Of the previous requirements, Ukraine fulfilled 11, but four — with a delay.
One of them — the creation of a conceptual note on the "5-7-9" program with proposals to leave it only for small and medium-sized companies — Ukraine did not fulfill, it was postponed to the end of March.
Until the end of the year, there are still three "old" requirements:
- revision of the current procedures of state investment management;
- approval of the National Revenue Strategy;
- adoption of legislation to increase the institutional independence of the SAP.

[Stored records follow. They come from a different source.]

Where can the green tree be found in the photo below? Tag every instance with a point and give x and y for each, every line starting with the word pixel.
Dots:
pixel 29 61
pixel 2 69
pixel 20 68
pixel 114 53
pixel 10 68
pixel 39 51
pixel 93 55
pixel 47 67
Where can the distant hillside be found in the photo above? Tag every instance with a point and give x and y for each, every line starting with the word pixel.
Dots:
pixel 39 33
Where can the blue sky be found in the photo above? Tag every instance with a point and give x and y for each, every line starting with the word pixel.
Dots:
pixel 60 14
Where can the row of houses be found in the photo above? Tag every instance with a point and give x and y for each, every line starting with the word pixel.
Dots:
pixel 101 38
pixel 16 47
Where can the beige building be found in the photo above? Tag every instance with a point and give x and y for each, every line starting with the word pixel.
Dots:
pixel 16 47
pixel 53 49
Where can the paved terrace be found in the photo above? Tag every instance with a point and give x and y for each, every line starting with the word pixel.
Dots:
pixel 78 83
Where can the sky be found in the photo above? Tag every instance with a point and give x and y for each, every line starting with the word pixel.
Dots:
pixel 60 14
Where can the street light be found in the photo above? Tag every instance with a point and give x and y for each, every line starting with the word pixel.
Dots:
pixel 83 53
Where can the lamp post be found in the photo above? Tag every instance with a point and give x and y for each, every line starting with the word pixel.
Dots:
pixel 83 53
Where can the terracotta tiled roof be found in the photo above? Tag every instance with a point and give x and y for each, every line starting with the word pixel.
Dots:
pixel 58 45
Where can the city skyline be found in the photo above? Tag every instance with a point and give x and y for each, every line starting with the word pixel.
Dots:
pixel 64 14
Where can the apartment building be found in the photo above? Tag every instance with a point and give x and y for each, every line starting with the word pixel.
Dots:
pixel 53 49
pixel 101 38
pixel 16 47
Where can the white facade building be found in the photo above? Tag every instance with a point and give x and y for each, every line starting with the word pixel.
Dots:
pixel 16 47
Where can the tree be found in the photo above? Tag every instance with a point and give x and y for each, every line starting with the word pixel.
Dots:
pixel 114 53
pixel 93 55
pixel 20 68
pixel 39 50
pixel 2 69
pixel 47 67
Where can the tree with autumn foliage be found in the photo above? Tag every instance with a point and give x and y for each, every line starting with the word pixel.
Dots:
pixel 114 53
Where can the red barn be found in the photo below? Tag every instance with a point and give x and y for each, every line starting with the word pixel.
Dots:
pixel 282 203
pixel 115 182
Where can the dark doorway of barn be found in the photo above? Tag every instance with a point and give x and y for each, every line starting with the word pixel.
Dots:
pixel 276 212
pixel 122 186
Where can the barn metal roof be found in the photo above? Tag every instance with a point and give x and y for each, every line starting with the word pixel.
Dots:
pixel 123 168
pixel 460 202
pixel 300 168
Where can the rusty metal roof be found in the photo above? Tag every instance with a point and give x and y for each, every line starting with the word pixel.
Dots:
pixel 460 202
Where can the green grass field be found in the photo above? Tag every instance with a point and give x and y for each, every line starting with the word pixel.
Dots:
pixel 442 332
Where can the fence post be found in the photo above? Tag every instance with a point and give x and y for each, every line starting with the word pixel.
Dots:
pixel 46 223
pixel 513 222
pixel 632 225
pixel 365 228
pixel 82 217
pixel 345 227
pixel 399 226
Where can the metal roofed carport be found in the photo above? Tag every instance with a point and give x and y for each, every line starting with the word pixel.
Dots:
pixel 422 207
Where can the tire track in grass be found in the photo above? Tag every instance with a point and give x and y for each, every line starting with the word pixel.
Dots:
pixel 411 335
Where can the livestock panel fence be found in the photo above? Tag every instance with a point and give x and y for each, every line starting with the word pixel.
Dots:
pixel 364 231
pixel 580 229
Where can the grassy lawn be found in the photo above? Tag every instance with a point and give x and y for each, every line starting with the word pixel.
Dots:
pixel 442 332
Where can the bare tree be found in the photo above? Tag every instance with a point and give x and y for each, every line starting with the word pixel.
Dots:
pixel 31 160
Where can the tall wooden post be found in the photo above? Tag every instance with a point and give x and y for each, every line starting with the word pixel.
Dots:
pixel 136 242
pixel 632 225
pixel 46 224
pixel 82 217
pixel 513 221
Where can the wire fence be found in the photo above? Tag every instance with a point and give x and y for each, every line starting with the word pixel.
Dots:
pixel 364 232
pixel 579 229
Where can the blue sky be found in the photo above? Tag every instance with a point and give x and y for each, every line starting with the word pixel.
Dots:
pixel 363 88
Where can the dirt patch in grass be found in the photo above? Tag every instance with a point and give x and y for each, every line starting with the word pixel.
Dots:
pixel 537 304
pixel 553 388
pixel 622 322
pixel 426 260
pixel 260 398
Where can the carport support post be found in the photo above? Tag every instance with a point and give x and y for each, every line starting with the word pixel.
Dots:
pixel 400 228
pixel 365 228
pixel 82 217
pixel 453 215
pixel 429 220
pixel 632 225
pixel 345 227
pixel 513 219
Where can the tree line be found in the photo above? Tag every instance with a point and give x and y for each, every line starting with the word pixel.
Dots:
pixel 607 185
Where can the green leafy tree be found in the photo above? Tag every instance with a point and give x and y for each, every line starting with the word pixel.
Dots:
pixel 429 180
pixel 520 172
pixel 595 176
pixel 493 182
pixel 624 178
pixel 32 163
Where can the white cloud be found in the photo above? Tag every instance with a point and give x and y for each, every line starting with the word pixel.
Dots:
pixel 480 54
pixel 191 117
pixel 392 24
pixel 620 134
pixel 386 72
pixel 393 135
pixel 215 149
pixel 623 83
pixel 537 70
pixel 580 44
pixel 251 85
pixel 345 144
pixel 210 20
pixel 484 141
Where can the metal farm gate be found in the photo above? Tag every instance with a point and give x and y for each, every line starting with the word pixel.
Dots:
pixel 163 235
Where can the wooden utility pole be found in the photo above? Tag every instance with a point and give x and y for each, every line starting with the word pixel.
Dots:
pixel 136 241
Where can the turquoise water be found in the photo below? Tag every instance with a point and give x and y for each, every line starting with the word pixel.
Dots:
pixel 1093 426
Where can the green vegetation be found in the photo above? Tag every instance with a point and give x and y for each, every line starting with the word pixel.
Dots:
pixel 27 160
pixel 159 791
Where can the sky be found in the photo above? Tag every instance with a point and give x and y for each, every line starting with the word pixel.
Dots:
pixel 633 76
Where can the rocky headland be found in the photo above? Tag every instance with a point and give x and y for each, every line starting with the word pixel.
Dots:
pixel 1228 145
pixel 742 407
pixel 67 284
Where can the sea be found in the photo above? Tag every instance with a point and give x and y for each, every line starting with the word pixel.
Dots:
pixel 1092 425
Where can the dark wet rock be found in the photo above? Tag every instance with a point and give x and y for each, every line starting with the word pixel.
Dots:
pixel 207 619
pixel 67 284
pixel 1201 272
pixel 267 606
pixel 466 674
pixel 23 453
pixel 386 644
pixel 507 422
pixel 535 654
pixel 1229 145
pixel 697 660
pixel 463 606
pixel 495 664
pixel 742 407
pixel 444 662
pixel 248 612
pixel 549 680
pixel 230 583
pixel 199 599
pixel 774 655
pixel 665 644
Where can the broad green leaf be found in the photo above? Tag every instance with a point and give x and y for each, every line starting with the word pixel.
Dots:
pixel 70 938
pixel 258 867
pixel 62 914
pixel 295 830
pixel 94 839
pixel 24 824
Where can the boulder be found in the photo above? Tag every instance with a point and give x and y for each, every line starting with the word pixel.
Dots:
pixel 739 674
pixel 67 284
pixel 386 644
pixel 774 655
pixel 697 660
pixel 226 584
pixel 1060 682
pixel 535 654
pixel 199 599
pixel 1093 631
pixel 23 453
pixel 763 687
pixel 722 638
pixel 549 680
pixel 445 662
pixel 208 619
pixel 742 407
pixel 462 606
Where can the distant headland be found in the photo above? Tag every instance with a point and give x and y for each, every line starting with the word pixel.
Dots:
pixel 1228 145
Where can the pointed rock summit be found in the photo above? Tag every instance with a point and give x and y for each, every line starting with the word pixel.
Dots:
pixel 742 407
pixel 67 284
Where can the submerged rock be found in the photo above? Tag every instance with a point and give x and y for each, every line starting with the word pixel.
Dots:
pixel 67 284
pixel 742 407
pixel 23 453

However, the preparation of the principles for the rehabilitation of banks in consultation with the FGVFD and IMF experts was postponed from the end of March 2024 to the end of December 2024, but the beacon about "introduction of risk assessment methodology during supervision" remains at the end of June.

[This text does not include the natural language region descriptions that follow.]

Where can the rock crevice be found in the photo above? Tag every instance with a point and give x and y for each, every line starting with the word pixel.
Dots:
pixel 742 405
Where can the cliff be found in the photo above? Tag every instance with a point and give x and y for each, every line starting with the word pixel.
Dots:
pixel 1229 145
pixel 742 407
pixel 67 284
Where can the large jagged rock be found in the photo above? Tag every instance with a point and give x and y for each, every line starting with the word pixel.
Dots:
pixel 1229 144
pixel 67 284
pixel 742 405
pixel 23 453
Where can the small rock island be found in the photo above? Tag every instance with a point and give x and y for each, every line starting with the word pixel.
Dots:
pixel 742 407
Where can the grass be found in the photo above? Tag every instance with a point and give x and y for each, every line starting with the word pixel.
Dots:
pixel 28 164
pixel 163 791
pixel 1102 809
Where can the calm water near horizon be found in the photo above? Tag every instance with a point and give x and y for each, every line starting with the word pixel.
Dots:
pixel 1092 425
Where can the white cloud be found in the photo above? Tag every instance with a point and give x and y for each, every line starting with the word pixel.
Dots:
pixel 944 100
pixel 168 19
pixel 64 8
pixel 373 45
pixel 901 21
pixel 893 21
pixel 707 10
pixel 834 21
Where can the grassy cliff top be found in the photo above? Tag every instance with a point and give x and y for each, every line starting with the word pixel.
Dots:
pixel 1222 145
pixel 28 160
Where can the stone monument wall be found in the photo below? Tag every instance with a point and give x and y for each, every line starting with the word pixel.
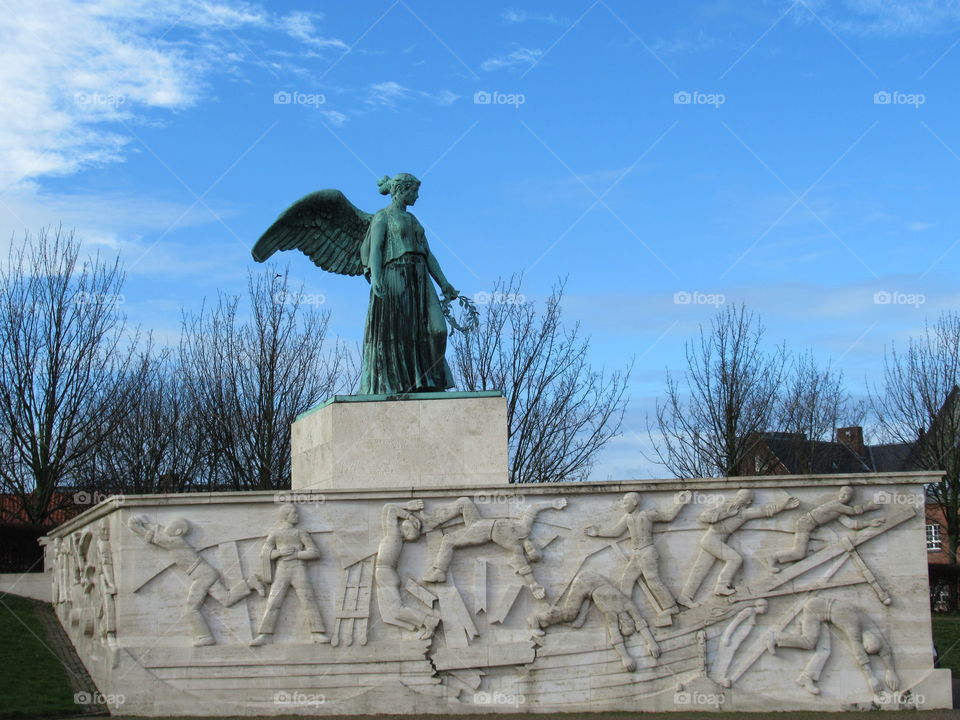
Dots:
pixel 796 592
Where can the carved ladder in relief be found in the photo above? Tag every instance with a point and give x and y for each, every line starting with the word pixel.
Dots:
pixel 354 612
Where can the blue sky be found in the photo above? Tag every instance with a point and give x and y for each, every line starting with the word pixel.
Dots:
pixel 800 157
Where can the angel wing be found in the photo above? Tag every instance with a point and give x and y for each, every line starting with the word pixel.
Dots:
pixel 327 227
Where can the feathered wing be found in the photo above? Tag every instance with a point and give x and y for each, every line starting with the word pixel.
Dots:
pixel 327 227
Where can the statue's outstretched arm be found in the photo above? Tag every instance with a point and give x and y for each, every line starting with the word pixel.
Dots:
pixel 438 275
pixel 378 232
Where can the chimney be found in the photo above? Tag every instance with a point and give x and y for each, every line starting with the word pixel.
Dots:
pixel 852 437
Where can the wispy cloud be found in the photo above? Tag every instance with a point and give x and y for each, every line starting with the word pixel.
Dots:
pixel 390 94
pixel 301 25
pixel 885 18
pixel 72 71
pixel 520 56
pixel 335 118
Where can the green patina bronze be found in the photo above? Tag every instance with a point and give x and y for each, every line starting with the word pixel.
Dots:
pixel 405 338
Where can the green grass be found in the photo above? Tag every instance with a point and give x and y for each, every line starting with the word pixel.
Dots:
pixel 32 680
pixel 946 634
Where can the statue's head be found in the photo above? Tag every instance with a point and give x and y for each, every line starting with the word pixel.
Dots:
pixel 177 527
pixel 410 528
pixel 403 186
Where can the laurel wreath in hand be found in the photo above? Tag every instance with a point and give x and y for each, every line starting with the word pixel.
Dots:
pixel 471 317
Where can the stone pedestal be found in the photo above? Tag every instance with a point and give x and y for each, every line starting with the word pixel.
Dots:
pixel 425 440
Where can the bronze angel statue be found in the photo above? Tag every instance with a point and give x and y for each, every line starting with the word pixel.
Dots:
pixel 405 338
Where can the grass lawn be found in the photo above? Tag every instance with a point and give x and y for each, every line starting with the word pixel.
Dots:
pixel 32 680
pixel 33 683
pixel 946 634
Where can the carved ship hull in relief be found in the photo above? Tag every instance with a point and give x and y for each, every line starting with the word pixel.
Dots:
pixel 562 598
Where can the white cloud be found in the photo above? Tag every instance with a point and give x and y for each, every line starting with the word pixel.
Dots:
pixel 71 72
pixel 389 94
pixel 300 26
pixel 520 56
pixel 886 18
pixel 445 97
pixel 337 119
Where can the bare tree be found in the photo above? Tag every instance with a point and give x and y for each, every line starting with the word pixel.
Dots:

Among the new requirements in the list are the following:
- find sources to increase own revenues of the 2024 budget by 0.5% of GDP (end of February);
- change the CPC in the part of consideration of HACC cases by one judge or a panel of three judges (end of March);
- adopt a law on restarting the Bureau of Economic Security (end of June);
- conduct an external audit of the financial condition of heating and communal energy companies, with a breakdown of debts before and after February 2022 (end of June);
- conduct an audit of the effectiveness of tax benefits and losses from them (end of July);
- adopt a law on the creation of a new court to consider cases against state bodies — NBU, NABU, NACP (end of July);
- to develop the policy of state ownership of state-owned enterprises, dividend policy and privatization strategy (end of August);
- determine the state companies most affected by the war and prepare an assessment of potential fiscal and quasi-fiscal risks (end of September);
- conduct an external audit of NABU efficiency (end of September);
- with the help of the IMF, conduct a diagnosis of the pre-war process of medium-term budget preparation to strengthen the strategic approach to the budget (end of October);
- adopt a resolution with an action plan that will establish a clear link between medium-term budget planning and capital expenditures, as well as designate the Ministry of Finance as responsible for supervision (end of December);
- keep all state banks under the control of the Ministry of Finance, transfer all nationalized non-systemic banks to the Deposit Guarantee Fund (permanent requirement).
Aid from the IMF
On December 11, the Board of Directors of the International Monetary Fund approved the second review of the Extended Fund Facility (EFF) for Ukraine. This means almost $900 million in direct budget funding.
The IMF approved the four-year extended financing program of Ukraine (the Extended Fund Facility) in the amount of $15.6 billion in March. The program is included in the general package of support to Ukraine by international partners in the amount of $115 billion.
But at the end of 2023, Ukraine faced the risk of not receiving part of the aid from this package. In particular, political disputes in the United States are hampering the allocation of $11 billion in aid in 2024. The lack of American money included in the program with the IMF may call into question the entire program with the Fund, Ukrainian officials noted.